Java Forum / General / December 2005
compression API available in Java & C++?
Monique Y. Mudama - 06 Dec 2005 23:58 GMT Apologies if this is slightly off-topic ...
I'm looking for a compression algorithm that works better than gzip for small (12 bytes or so) chunks of data. Ideally there would be a free implementation for Java and C++ that we could use for commercial purposes.
Specifically, we are streaming data from a C++ server to a Java applet and would love to use as little bandwidth as possible.

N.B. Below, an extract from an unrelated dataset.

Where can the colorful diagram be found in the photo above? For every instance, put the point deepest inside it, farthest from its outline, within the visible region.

We're not using any form of compression right now, but the belief is that gzip works in blocks, so small chunks of data don't get much benefit. (Anyone disagree?)
 Signature monique
Ask smart questions, get good answers: http://www.catb.org/~esr/faqs/smart-questions.html
Chris Smith - 07 Dec 2005 00:13 GMT > I'm looking for a compression algorithm that works better than gzip > for small (12 bytes or so) chunks of data. Ideally there would be a [quoted text clipped - 3 lines] > Specifically, we are streaming data from a C++ server to a Java applet > and would love to use as little bandwidth as possible. Compressing 12 bytes? That's a tough one. The concern is that the overhard added by any compression algorithm for something like the dictionary is going to be more than 12 bytes in length. I'd be considering the following options:
1. Drop it. There may be very little that you can do.
2. Run length encoding. If you expect this be a reliable hit, then a simple RFE scheme could be devised that only adds a byte for the uncompressable case and helps a little with the compressable case.
3. Out-of-stream dictionary. If you can devise a dictionary of pre- known patterns that are likely to occur frequently in the data, then you could pre-build that dictionary and devise a compression scheme that asume them.
None of the three cases involve using compression libraries, though. You'd have to build this stuff yourself.
 Signature www.designacourse.com The Easiest Way To Train Anyone... Anywhere.
Chris Smith - Lead Software Developer/Technical Trainer MindIQ Corporation
Monique Y. Mudama - 07 Dec 2005 00:39 GMT >> I'm looking for a compression algorithm that works better than gzip >> for small (12 bytes or so) chunks of data. Ideally there would be [quoted text clipped - 3 lines] >> Specifically, we are streaming data from a C++ server to a Java >> applet and would love to use as little bandwidth as possible. Thanks for the response, Chris!
> Compressing 12 bytes? That's a tough one. The concern is that the > overhard added by any compression algorithm for something like the > dictionary is going to be more than 12 bytes in length. Exactly right.
> I'd be considering the following options: > > 1. Drop it. There may be very little that you can do. Yeah, I'm thinking it may be more trouble than it's worth .. but if it *is* possible, it would be a help.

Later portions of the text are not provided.